The letter was published on Tuesday (May 30) on the High Commission of the Republic of Singapore in Kuala Lumpur's website.
The newspaper's editors, writing under the pseudonym Awang Selamat, had praised the move to reserve this year's presidential election for Malay candidates.
The editorial, published on Sunday (May 28), then noted that some parties including former presidential candidate Tan Cheng Bock, have opposed the move.
It went on to comment on meritocracy in Singapore.
Mr Menon wrote he wanted to "set the record straight".
He noted meritocracy is a key pillar of Singapore's system of governance, and Singaporeans have equal opportunities, regardless of race, language or religion.

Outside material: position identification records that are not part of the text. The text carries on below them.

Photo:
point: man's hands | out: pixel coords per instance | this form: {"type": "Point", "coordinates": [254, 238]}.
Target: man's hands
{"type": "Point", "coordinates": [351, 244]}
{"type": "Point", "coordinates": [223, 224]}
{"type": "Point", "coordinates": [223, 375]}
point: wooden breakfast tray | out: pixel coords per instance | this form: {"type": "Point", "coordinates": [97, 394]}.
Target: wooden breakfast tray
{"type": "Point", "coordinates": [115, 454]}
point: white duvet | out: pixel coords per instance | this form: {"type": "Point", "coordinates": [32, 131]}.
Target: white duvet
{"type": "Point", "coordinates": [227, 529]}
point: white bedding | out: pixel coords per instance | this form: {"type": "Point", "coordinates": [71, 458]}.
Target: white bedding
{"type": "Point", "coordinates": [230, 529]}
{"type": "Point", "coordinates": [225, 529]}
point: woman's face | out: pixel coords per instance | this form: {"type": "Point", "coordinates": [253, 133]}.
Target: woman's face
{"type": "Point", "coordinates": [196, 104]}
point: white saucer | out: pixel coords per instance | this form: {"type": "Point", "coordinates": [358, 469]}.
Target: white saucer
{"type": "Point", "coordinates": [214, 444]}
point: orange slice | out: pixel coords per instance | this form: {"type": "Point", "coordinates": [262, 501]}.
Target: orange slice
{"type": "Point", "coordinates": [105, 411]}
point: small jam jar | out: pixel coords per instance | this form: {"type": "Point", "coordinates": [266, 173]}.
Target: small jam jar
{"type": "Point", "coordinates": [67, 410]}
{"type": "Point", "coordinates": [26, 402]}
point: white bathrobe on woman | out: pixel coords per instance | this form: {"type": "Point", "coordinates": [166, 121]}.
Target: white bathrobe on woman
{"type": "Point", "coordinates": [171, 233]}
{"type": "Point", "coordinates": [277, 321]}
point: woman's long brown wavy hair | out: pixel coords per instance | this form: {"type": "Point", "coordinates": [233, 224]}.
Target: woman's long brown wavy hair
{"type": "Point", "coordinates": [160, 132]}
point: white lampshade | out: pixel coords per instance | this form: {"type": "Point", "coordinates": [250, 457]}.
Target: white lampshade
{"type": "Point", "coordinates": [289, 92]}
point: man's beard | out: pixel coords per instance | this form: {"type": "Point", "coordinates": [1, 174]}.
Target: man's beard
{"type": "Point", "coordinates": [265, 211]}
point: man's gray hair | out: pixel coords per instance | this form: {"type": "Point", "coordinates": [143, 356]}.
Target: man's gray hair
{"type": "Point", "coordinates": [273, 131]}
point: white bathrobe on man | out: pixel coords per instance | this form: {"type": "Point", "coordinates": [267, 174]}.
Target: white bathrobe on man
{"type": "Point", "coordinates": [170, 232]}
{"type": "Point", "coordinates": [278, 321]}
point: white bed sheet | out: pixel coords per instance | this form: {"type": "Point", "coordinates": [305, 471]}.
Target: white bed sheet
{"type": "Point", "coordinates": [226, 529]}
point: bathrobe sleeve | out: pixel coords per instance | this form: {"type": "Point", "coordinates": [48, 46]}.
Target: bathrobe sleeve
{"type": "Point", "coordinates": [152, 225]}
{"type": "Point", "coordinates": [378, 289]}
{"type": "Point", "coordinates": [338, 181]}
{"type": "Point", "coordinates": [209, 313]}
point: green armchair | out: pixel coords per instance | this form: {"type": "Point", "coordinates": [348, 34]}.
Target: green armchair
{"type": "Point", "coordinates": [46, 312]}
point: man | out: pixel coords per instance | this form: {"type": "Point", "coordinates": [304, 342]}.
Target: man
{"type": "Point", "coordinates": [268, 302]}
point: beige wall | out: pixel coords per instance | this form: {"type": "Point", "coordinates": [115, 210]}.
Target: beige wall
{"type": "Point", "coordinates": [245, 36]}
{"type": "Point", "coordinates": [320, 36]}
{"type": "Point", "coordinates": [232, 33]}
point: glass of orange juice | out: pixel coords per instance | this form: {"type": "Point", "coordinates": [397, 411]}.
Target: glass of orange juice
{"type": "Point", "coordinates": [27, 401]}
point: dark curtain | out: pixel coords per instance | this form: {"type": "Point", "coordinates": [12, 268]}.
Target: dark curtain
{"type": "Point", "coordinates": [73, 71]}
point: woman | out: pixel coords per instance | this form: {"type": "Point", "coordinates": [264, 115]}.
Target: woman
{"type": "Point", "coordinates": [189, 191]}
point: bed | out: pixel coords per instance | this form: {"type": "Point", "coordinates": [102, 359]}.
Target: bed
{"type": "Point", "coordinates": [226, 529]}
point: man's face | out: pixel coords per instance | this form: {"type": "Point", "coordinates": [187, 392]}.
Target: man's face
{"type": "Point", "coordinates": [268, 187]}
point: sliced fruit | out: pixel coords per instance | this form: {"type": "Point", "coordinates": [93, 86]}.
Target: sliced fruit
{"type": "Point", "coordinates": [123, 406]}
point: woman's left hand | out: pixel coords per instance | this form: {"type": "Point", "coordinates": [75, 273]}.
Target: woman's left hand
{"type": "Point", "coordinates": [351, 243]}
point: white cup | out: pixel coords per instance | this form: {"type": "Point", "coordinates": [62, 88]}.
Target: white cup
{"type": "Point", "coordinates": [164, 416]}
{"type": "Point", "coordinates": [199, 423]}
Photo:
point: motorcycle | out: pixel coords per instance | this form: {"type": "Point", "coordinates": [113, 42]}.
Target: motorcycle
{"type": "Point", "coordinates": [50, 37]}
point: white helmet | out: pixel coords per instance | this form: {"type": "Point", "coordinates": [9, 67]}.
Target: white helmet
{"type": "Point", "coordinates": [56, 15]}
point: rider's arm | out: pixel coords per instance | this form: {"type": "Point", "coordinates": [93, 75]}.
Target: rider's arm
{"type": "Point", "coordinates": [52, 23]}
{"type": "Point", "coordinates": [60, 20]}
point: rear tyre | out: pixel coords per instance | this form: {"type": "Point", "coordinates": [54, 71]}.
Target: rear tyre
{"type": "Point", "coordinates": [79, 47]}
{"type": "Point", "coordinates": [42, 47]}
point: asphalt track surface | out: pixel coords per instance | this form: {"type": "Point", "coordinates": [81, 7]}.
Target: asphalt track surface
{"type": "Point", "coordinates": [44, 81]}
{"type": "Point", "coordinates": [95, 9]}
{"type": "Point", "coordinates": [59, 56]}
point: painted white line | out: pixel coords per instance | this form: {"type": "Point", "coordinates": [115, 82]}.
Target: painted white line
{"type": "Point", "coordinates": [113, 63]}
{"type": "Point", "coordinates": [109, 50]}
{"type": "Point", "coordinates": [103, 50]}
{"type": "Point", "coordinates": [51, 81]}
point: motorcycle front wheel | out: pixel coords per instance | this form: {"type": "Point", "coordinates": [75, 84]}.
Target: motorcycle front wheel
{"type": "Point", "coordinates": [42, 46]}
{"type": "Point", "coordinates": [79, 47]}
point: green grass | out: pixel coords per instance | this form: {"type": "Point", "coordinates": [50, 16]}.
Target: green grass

Singapore's Malay community has made significant social and economic progress in the past five decades because of its efforts in a fair and just society, not because of privileges given, he said.
Malay students have also excelled and topped national examinations, he added.
"Singapore's meritocratic system has never been 'manipulated' or 'used as an excuse to discriminate' against Singapore's Malay community, or any other community. We strictly prohibit our people, including the media, from using the issues of race, language, and religion to divide our society," he said.
Mr Menon also said the editorial may have misunderstood the changes made to the Presidential Elections Act.
"First, the candidate in the reserved election must meet the same qualifying criteria as any other candidate who stands and wins in a non-reserved election," he noted.
"Second, as the Head of State, the President is the symbol of the country, and represents all Singaporeans, not just his ethnic group. These are important facts which "Awang" has conveniently omitted in his editorial."
Correction note: This story has been edited for clarity.